The list of films that have taken these concepts and run with them can be traced at least as far back as 1956’s “Giant,” with its contrast between wealthy rancher Rock Hudson and wildcat oilman James Dean. In “Hud” (1963), Paul Newman and his rancher father, Melvyn Douglas, fight over whether they should hide an outbreak of hoof-and-mouth disease among their cattle. “Lone Star” (1996) features Chris Cooper as a sheriff in a Texas border town trying to solve a decades-old murder. In “The Three Burials of Melquiades Estrada” (2005), West Texas ranch hand Tommy Lee Jones tries to bury his deceased friend in his Mexican hometown. And “No Country for Old Men” (2007) features the murderous consequences of a drug deal gone wrong near the Mexican frontier.

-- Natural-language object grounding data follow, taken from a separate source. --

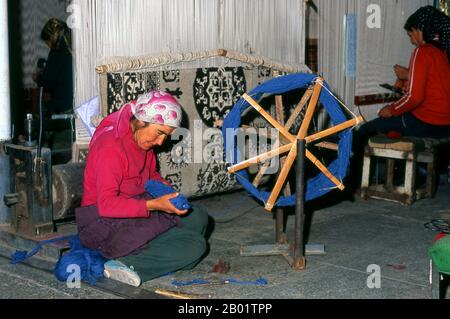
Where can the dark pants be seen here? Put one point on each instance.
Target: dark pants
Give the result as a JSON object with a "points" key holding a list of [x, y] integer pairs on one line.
{"points": [[406, 125], [180, 248]]}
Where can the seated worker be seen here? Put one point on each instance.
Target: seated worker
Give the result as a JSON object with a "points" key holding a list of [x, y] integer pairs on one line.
{"points": [[146, 237], [424, 111], [55, 75]]}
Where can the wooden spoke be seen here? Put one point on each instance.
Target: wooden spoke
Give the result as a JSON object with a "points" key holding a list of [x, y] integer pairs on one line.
{"points": [[262, 171], [333, 130], [269, 118], [299, 108], [324, 170], [282, 177], [260, 158]]}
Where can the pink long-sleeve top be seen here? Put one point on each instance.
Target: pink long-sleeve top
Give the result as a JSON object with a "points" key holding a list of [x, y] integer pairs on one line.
{"points": [[117, 169]]}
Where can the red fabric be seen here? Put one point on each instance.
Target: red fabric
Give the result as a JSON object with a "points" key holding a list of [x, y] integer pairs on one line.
{"points": [[428, 96], [393, 134], [117, 169]]}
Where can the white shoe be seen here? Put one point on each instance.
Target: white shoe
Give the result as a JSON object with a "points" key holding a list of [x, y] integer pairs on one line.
{"points": [[117, 270]]}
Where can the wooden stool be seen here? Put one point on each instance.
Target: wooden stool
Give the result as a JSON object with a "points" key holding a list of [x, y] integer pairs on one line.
{"points": [[412, 151]]}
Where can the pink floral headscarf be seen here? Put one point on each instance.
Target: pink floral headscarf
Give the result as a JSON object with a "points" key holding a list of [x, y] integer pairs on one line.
{"points": [[157, 107]]}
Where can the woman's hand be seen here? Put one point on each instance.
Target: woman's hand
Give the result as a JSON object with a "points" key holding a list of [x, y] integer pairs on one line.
{"points": [[401, 72], [163, 204], [385, 112]]}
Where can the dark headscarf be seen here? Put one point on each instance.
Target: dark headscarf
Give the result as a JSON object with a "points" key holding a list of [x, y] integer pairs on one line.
{"points": [[434, 24], [57, 32]]}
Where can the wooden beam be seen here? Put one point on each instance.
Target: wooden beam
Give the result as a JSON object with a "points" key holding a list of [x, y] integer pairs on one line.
{"points": [[311, 109]]}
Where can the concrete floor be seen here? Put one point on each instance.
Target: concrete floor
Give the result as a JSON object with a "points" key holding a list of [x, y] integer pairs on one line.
{"points": [[356, 233]]}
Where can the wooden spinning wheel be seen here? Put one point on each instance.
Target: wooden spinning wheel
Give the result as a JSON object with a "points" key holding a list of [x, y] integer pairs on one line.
{"points": [[288, 150]]}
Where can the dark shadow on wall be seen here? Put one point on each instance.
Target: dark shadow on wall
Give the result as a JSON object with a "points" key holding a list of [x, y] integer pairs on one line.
{"points": [[15, 65]]}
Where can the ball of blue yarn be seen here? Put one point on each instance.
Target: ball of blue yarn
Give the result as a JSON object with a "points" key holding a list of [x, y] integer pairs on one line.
{"points": [[157, 189], [90, 263]]}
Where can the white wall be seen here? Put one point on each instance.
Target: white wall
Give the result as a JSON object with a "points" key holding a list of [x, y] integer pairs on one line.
{"points": [[140, 27]]}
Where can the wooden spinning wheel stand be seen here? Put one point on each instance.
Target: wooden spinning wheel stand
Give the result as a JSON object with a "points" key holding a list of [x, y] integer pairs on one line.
{"points": [[295, 148]]}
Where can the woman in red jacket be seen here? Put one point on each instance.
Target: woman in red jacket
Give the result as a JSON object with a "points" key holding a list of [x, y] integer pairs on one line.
{"points": [[424, 111], [118, 217]]}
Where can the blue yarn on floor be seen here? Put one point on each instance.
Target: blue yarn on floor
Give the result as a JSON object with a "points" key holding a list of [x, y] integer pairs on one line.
{"points": [[21, 255], [90, 262], [259, 282], [157, 189]]}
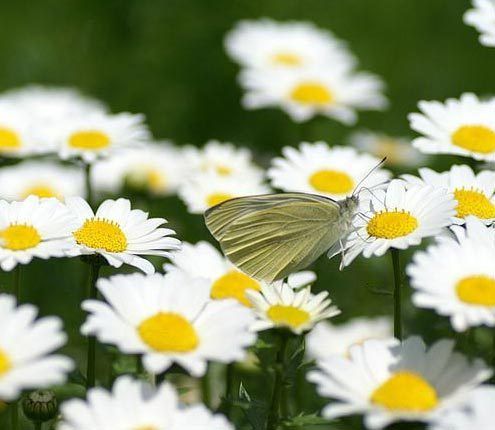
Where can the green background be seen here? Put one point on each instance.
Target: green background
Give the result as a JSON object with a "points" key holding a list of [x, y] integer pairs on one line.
{"points": [[166, 60]]}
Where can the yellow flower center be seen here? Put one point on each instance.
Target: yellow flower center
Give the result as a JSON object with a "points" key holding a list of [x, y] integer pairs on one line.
{"points": [[477, 290], [476, 138], [101, 234], [406, 391], [168, 332], [9, 140], [217, 198], [5, 363], [286, 59], [390, 225], [331, 181], [233, 285], [42, 191], [473, 202], [18, 237], [290, 316], [89, 140], [311, 93]]}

None of these films encourages you to leave the theater with a smile on your face, either because of the murderous nature of the stories or the economically depressed area in which they occur. “Hell or High Water,” for example, is set in northwestern Texas, an area once known for its enormous ranches. It’s now a part of the state where these ranches have “been slowly carved down and shrunk to where it’s impossible to make a living from them unless they have oil,” says Sheridan, whose film features oil as a key plot point. He adds that in contrast to such booming cities as Austin, Houston and Dallas, “there is no new big booming city there that wasn’t there. Tourism has not become an economy in West Texas.

“The towns are the same size as they were when I was a kid,” adds the 47-year-old Sheridan. “Nothing looks differently to me.”

It’s an “area of small towns with not much in between,” says Scudder. “You can drive for hours before getting to a big city, and I mean just a few thousand people. People who live there are tough and gritty; ranchers live and die by the drought, oilmen live and die by oil prices.”

What they don’t live and die by these days, however, is film production. Neither “Hell or High Water” nor “Nocturnal Animals” was shot in Texas (with New Mexico and California filling in, respectively), because of poor tax incentives for filmmakers, which leads to some interesting problems for production designers.

“We shot parts of the film in the Mojave,” says “Nocturnal Animals” production designer Shane Valentino. “There are similarities between the deserts in California and Texas, but they don’t have Joshua trees in Texas, so you have to go farther out” in the desert to shoot. And for the small town in the film, Valentino opted for the Fillmore area, in Ventura County, where “they have these small towns with main streets. There is a particular architecture and color palette in California, and I wanted to make sure the movie had the same palette as West Texas towns.”

The bottom line for setting a story there? “There is something about the geography, the flatness, the desert element” of the area, says Dallas Morning News film critic Chris Vognar. “It’s the edge of the state, the last frontier of the state that lends itself to stories that are pretty dark. There’s a sense that it goes on forever, and almost anything could happen there.”